Nothing that is worth doing can be achieved in our lifetime; therefore we must be saved by hope. Nothing which is true or beautiful or good makes complete sense in any immediate context of history; therefore we must be saved by faith. Nothing we do, however virtuous, can be accomplished alone; therefore we are saved by love. No virtuous act is quite as virtuous from the standpoint of our friend or foe as it is from our standpoint. Therefore we must be saved by the final form of love which is forgiveness.”
From the conclusion of chapter III (“Happiness, Prosperity, and Virtue”) of Reinhold Niebuhr’s The Irony of American History.
There’s a suggestive moment in Tony Kushner’s Angels in America during which the high-strung Louis Ironson is airing a breathless litany of complaints to the serene but naive Joe Pitt. “You believe the world is perfectible,” Pitt interrupts, “so you find it unsatisfying. You have to reconcile yourself to the world’s unperfectibility. Be in the world, not of the world.”

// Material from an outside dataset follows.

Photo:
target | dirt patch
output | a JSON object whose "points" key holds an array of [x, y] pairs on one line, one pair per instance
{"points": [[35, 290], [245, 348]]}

A thank you to reader Brenton Dickieson for recommending Irony to me (via Twitter, no less). It had been on my radar since I first heard it quoted at length by Chris Hedges in a debate a few years ago, but I wouldn’t have gotten to it so soon unless it had blipped once again on my screen. That last paragraph, with its measured repetitions and corresponding, collective incitements, is among the ten or so that I’d include in a collection on human striving and ambition. Our unyielding desire to cling to the teleological — or the belief that there is some idealized future for which present sacrifices or sins may be justified — gets us into so much trouble, as Niebuhr nods to in his initial mentioning of communism. This fact can lead you in a host of alternate directions, from nihilism to resignation to denial, but Niebuhr effortlessly dispenses with such jerks of the philosophical knee. Don’t forgo personal ambition, the great theologian reminds us; don’t give up on striving for the good society, and don’t relent on living a virtuous life. But make sure you realize and keep in mind that each of these goals has its limit — its temporal, spatial, and interpersonal limit — and that forgiveness is ultimately what redeems both the injustices of others and the inadequacies of oneself.